Sarah Brown.
That was her name.
Wilfred grabbed the first book that lay on top of his piled boxes, one he bought for university notes a while back but found it too nice to write in and ended up doodling in the margins of the textbooks. It was a hardcover one, convenient to write poetry or love letters to nobody in particular – yet, of course, his younger self would scorn at him for the way he's currently using it.
Shaking a ballpoint pen, he managed to put pen to paper and circle a name on the centre of the first double spread of lined paper.
'SARAH BROWN', it read.
Looking up at her, she merely grinned.
He had spent all morning on that sofa, unmoving and attempting to suppress the surplus of headaches as well as trying to make sense of the situation.

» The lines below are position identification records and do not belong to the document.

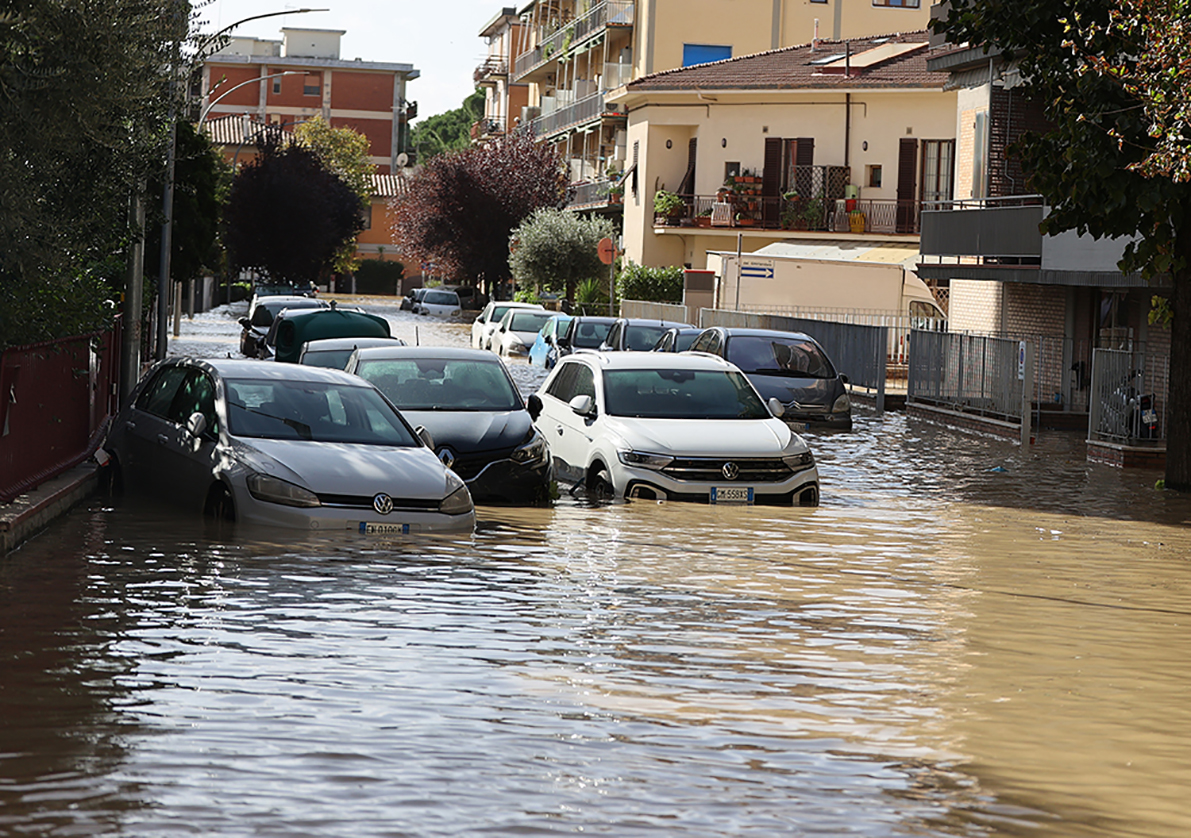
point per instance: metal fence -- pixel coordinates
(1127, 401)
(856, 350)
(55, 401)
(974, 374)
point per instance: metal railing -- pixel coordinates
(885, 217)
(1128, 396)
(56, 399)
(560, 42)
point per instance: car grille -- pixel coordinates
(365, 502)
(711, 470)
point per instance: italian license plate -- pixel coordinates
(367, 529)
(731, 494)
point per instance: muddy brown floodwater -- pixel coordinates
(964, 639)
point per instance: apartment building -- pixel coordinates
(287, 81)
(573, 52)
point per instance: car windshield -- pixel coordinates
(315, 411)
(779, 356)
(681, 394)
(591, 335)
(442, 383)
(641, 338)
(528, 321)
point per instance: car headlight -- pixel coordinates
(456, 502)
(275, 491)
(646, 461)
(799, 462)
(534, 451)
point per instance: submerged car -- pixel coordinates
(285, 445)
(261, 314)
(790, 367)
(679, 426)
(475, 416)
(334, 352)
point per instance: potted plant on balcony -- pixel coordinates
(667, 207)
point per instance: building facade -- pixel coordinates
(285, 82)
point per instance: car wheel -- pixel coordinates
(219, 504)
(600, 487)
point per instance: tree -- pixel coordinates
(1099, 167)
(450, 131)
(82, 118)
(460, 207)
(556, 249)
(287, 216)
(347, 154)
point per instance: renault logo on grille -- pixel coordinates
(382, 504)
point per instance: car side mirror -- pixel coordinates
(197, 425)
(582, 405)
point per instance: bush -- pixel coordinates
(374, 276)
(650, 285)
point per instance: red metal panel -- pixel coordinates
(55, 400)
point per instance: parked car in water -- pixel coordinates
(334, 352)
(677, 339)
(518, 330)
(285, 445)
(468, 402)
(293, 329)
(544, 351)
(488, 320)
(261, 313)
(635, 335)
(790, 367)
(679, 426)
(438, 302)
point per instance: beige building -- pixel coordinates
(573, 52)
(833, 141)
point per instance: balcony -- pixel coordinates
(492, 69)
(586, 110)
(610, 13)
(862, 216)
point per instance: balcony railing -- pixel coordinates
(584, 111)
(492, 67)
(603, 16)
(886, 217)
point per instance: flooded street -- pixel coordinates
(964, 639)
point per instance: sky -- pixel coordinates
(440, 38)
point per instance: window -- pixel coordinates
(703, 54)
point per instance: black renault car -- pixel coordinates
(790, 367)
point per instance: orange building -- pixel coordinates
(286, 82)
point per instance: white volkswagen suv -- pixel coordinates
(669, 426)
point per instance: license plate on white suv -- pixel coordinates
(731, 494)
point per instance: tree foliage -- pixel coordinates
(460, 207)
(450, 131)
(1108, 73)
(555, 250)
(288, 216)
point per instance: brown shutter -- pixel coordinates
(771, 181)
(906, 185)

Despite his cynicism, he had to admit it - he always followed logic rather than superstition due to the two being on opposite sides of the 'sanity' spectrum, but in this case, all logic led to what he believed to be superstition.
After much incoherent sobbing and 'why me?' exclamations, Sarah sent him a pointed look with a raise of her eyebrows and asked him what he hoped to gain by whining about it.
He simply turned red out of embarrassment, wiping the snot from his nose and wondering why a child acted more like an adult than he did.
"If you want me to help you make sense of things, I need you to man up and help me." She simply stated.
"Right… but I'm helping you too, no need to be so mean." He murmured under his breath through a shaky voice from his audible crying moments prior.
That's right, they made an agreement.
Wilfred didn't understand how ghosts worked – he thought that to make an agreement with someone who's from the spirit world, would he have to bargain with the grim reaper? Perhaps use a blood pact? He scrapped the latter idea rather quickly since he realized she had no body; how would she shed blood for a satanic blood pact? He realized that later too, when they attempted to shake hands after making the agreement, only to have their hands pass directly through each other.
She laughed lightly, yet her hand lingered over her hand for a few moments more before clenching and unclenching it.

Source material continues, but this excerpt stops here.